NOTE: our audio results are best experienced using good speakers, preferably headphones.


This supplementary material shows results of our technique. In each example, we take a video of a material and either play pre-recorded audio through a speaker or have a male speaker speak near the object. There are five audio source types: Chirp, Live_Speech, Mary, and Recorded_Speech. In Chirp, we play a five second 100Hz to 1000Hz chirp through a speaker. In Live_Speech, a male speaker speaks near the objects. In Mary, we play a MIDI recording of "Mary had a little lamb". In Recorded_Speech, we play an audio clip from the TIMIT database, which contains clips of English speakers of different sexes and dialects [1]. For Live_Speech and Recorded_Speech, we perform speech enhancement audio denoising. For non-speech clips, we denoise using spectral subtraction. We do not denoise the recovered audio in the Chirp section as the denoising can remove interesting frequency bands that may correspond to material properties.

In the case of the Live_Speech audio clips, the input is a sound file recorded by a nearby conventional microphone.
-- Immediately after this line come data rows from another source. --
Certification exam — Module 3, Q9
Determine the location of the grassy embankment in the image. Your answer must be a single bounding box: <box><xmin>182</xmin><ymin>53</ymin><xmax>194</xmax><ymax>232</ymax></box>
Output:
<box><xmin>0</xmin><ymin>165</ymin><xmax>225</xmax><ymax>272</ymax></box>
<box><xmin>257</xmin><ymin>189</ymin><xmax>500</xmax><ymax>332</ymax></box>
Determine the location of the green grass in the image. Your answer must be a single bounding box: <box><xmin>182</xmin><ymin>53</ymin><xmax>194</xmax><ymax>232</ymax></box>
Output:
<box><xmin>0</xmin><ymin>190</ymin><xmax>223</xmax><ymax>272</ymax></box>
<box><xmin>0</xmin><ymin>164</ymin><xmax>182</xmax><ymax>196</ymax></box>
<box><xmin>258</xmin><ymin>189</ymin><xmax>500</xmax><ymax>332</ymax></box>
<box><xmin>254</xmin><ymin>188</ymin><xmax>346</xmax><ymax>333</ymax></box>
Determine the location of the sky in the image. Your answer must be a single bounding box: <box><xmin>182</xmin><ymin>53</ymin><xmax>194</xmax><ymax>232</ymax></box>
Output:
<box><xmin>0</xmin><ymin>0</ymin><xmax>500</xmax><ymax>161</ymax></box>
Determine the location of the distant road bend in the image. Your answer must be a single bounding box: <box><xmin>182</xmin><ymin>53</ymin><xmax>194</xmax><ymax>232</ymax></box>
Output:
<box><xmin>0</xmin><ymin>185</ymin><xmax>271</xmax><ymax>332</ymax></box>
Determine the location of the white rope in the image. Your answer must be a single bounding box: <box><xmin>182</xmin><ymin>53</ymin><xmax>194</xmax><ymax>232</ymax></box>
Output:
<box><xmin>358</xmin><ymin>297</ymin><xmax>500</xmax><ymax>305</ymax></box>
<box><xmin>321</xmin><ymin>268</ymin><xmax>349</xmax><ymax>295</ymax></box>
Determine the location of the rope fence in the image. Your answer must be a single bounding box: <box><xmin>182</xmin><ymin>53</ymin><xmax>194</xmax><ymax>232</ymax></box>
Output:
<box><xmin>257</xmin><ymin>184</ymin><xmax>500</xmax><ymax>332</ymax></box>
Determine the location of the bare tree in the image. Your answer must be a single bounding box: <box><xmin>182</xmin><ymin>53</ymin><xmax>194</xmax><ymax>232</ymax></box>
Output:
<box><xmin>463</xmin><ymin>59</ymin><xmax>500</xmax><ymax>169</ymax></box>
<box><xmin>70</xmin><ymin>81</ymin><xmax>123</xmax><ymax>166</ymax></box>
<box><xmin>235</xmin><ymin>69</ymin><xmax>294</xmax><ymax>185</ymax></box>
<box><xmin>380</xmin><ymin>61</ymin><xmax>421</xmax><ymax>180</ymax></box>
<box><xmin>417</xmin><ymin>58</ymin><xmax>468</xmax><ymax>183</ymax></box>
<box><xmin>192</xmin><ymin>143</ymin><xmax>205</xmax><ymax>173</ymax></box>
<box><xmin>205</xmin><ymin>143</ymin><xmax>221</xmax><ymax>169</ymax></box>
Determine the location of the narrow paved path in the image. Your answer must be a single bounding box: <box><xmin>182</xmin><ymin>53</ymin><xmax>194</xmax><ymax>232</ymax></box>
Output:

For the Recorded_Speech examples, we also provide a comparison with a laser Doppler vibrometer (a laser microphone) shined at the object called laser_vibrometer.wav.

We provide input files at their original sampling rate, but for a fair comparison, we also provide a version of the input downsampled to the sampling rate of the video. The spectrograms shown in the supplementary material are all on a log scale specified in dB. The specific scale for each plot is shown next to it. We also provide examples of our synthetic data: Run 1, Run 2. The motions of the membrane have been exaggerated to allow the viewer to clearly see them.

[1] Fisher, William M.; Doddington, George R. and Goudie-Marshall, Kathleen M. (1986). "The DARPA Speech Recognition Research Database: Specifications and Status". Proceedings of DARPA Workshop on Speech Recognition. pp. 93–99.